Author : Chelsea Peloquin

I wasn’t always this way, you know. It happened a long time ago, yeah, but I wasn’t always invisible.

I don’t know exactly when it happened. I just know that one day I realized that there were no more calls on my phone, no more voicemails or emails or snail mails, no more cares or concerns. It’s funny how a person can just disappear like that. I don’t think they even remember me anymore—I walked through the house and all pictures of me had disappeared, as though I were never there.

I do know how it happened. I didn’t know that Madame Mystery would be the last person to ever look me in the eye. That crazy glass eyeball of hers lolled in all sorts of directions—that’s the last thing that ever looked at me, that crazy glass eyeball. It didn’t show me any emotion when I told her I wished I was invisible. It did as it was told and lolled around in its socket.

My brother was too scared to do it, but I did the dare without a second thought. He doesn’t even know he had a sister now, and I don’t know if there will ever be a way for me to let him know that I once existed.

Not even the mirrors remember what I look like.

I remember when people knew I existed. I remember when someone actually gave me a surprise birthday party—I can still remember tasting the cake and the cream cheese icing. It was my favorite. I can remember conversations as clearly as though I’ve just had them. I don’t care what I said, but what they said stayed rooted in my thoughts and grew thick like redwood trees. I took those things for granted.

Now I can’t even catch a stranger’s eye on the streets.

One grows used to it, I suppose. You get used to the noise of life around you that ignores everything you do. You can go through life doing whatever you want, eating hotdogs from the stands without having to pay, stand underneath the Slurpee machines in corner stores and turn your tongue green, fart in church and the reverend keeps droning along like a bee in a hive. Last night I took a shower with the new Calvin Klein underwear model.

I suppose there’s a silver lining to every cloud.

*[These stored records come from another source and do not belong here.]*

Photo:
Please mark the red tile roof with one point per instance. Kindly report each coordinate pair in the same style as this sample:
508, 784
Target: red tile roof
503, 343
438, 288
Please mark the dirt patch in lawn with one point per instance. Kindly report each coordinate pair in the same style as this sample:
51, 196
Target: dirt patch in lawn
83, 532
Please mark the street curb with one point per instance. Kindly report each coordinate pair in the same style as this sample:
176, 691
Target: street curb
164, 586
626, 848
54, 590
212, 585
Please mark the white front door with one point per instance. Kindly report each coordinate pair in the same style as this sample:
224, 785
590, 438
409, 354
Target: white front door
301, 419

You don’t really know what you’ve got till it’s gone. There’s no one else like me in the world. Even if there were, I don’t think I’d know about them. We’ve all forgotten what we looked like, what we sounded like, what we wanted to do with our lives, so much so that we’ve forgotten why it is that we exist. Only the lives of those around us keep us company, because we like to remember just what it was like to be able to interact.

I like to know that people still interact with each other.